大冷的天,浑身被射成刺猬,接着挨击重锤,再重重摔到铁笼之中,在铁条
上撞来撞去,那种锥心刺骨的疼痛,实在难以形容!
对于一向养尊处优的他来说,这样的痛苦更加难以忍耐。偏偏老天也跟他作
对,又下起鹅毛大雪。北风呼啸,卷起一团团冰冷雪花,没头没脑地朝他脸上和
身上飞来,似乎还专往脖子里钻!
他感觉血管似乎都被冻僵,手脚已失去知觉。
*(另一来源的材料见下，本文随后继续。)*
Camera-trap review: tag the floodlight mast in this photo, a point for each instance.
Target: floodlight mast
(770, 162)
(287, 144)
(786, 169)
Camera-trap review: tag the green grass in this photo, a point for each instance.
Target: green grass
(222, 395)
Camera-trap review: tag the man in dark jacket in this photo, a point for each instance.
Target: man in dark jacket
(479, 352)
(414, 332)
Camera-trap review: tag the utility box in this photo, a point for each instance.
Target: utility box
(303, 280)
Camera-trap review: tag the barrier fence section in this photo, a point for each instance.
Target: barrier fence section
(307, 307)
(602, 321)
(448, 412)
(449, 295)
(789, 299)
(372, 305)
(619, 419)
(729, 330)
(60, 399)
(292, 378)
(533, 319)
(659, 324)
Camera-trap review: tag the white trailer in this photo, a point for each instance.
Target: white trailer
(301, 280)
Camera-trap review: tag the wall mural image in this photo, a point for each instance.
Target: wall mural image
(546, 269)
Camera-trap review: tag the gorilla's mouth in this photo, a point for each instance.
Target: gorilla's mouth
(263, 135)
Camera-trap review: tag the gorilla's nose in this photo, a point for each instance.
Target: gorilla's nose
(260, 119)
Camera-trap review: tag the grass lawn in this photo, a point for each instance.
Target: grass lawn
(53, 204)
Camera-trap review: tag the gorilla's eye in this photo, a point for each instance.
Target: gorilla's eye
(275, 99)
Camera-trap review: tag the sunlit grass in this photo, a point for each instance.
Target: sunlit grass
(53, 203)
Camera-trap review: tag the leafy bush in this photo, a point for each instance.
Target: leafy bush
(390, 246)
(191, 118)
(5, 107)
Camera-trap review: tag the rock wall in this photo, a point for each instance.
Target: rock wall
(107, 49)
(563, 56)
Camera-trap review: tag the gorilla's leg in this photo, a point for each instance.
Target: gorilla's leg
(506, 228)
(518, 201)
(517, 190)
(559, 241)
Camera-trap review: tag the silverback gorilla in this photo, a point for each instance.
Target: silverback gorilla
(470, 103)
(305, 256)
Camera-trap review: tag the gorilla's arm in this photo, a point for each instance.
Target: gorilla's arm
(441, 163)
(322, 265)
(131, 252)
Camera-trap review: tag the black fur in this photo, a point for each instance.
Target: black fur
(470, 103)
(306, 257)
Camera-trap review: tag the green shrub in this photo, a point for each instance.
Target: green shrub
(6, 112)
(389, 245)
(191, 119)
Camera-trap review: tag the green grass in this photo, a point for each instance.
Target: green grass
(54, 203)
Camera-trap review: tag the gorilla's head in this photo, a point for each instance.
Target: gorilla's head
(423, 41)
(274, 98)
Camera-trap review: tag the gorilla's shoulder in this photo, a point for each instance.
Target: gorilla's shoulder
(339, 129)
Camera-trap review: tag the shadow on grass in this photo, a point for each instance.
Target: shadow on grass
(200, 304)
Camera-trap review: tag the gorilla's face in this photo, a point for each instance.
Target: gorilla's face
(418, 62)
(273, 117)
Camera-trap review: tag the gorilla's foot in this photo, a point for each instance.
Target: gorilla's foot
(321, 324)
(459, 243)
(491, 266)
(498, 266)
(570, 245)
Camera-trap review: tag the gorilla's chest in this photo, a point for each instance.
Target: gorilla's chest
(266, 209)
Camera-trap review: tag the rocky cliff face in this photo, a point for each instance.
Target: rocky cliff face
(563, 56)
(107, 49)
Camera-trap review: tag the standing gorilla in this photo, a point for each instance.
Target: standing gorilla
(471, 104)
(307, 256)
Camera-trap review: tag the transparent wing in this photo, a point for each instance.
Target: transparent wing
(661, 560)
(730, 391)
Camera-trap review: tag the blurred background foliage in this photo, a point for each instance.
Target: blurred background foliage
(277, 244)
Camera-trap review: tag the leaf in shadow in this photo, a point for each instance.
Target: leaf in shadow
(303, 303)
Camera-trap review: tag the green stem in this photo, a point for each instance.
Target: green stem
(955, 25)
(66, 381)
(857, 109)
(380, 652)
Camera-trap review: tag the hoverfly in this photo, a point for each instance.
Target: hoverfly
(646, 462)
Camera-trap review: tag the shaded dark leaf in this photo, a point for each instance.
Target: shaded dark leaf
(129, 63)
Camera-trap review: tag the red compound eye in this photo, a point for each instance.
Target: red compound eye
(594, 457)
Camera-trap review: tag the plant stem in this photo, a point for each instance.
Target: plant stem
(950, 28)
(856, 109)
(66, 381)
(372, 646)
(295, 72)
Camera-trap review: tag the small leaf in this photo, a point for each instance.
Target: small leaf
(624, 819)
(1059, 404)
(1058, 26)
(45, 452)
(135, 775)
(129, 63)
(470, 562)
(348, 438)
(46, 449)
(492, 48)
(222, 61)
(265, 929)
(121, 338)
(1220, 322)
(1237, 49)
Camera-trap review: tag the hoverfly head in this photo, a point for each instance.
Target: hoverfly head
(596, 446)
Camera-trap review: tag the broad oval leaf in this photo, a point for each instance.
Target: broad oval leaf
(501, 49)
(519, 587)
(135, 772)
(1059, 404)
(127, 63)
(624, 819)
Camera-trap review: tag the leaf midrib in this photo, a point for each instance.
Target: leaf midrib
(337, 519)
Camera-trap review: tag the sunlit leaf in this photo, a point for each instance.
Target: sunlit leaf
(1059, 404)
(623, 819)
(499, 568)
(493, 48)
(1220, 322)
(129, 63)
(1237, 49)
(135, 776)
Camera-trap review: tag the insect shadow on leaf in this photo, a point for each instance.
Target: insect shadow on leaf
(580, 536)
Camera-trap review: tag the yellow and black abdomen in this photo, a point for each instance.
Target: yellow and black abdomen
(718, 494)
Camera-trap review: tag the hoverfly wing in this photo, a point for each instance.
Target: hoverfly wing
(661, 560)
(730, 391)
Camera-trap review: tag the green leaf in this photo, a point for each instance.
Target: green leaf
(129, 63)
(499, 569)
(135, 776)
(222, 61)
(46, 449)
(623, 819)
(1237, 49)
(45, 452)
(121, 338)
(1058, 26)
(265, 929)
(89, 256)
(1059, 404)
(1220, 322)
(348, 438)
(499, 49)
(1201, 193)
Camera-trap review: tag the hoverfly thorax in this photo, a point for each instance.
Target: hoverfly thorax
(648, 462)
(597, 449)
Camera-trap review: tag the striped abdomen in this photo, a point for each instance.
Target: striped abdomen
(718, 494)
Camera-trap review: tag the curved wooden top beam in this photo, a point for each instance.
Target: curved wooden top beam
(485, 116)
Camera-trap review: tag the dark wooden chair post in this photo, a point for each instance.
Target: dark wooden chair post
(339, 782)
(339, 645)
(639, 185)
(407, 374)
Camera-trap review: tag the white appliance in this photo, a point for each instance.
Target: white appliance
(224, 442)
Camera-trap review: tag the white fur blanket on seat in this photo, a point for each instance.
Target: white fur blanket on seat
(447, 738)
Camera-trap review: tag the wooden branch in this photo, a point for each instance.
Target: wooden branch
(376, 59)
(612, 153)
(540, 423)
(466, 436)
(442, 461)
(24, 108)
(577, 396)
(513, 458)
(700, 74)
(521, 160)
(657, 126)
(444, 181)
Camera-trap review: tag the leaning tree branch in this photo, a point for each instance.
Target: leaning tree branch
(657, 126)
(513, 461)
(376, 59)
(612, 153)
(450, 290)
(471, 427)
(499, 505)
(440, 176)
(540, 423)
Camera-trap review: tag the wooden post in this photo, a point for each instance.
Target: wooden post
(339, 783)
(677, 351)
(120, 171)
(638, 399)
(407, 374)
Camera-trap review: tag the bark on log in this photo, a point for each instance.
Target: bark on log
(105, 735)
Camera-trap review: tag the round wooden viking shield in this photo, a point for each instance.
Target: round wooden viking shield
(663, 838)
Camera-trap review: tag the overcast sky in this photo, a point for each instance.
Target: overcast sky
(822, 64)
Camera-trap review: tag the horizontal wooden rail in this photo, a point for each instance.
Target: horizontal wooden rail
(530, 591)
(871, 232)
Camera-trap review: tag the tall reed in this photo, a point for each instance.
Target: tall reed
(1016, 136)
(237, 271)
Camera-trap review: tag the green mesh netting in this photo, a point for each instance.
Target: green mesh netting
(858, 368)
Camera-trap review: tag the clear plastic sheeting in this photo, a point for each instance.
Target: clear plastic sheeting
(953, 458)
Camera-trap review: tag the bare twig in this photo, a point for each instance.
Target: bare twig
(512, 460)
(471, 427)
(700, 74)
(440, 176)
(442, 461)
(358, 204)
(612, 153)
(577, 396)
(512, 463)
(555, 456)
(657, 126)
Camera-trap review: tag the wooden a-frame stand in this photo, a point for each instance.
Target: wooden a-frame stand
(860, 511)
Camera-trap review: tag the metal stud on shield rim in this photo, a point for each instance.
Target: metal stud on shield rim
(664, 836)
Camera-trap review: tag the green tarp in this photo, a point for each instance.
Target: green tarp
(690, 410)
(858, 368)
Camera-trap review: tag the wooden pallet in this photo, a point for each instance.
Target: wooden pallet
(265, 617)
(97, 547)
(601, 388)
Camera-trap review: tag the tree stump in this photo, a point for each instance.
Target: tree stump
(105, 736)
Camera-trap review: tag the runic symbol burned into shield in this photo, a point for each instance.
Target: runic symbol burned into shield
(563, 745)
忍受酷寒和浑身剧痛不说,心
里那份窝囊!感觉自己活像被捕鼠器关住的老鼠,又有点象平素所见,被丫鬟用
扫帚扫进簸箕里的垃圾。
这些铁笼的用处,现在他终于知道了!
看看身上,发觉自己已变成一个刺猬,浑身上下插满了袖箭、飞镖、弩箭、
梅花针、尖角棱边锋利的五角飞星……等等等等,还有叫不上名的,不一而足,
少说也有二十种,数量更是多得数不清!
寒风呼啸,凛冽刺骨,在这滴水成冰的冬夜,人在户外一旦静止不动,足可
将人活活冻死!
他对寒冷的感觉,在今夜可谓最为透彻,只觉凛冽寒风如针如刺,穿透厚厚
的锦袍侵袭肌肤,浑若赤身**一般,冷得禁不住牙关打颤。身上剧痛逐渐消减,
取而代之的是麻木之感,继而脑子发晕,千儿心知暗器中一定有毒。但觉脖颈上
一阵湿热,随之而起的是阵阵寒意,浑身鸡皮疙瘩都冒出来了,忙费力的转头看
去,却是身后围栏中那匹大青马在舔他,也不知是在安慰,还是在嘲弄自己?
这马常居此处,也不知以这种方式,曾安慰过多少人?
麻木之感越来越强,渐渐侵蚀他的大脑思维,但觉眼前火光闪耀,越来越亮,
他却眼前一黑,失去了知觉……
绿绒刚才在湖边出神半晌,待千儿消失于马厩之中,才想起正事儿,忙跟了
过去。刚走了十多丈便被守卫发觉,以她身份,那位小队自然不会阻拦她,不
过寒暄几句自也难免。待得绿绒得空进入马厩,却一时不见他的踪影,惶急之间
只好沿一排一排的围栏找过去,正找得心焦,突闻西南墙角有响动,心知不妙,
急忙跑过来一看,千儿已倒在铁笼中一动不动,浑身被射成筛子一般!
绿绒伤痛欲绝,顿时晕了过去!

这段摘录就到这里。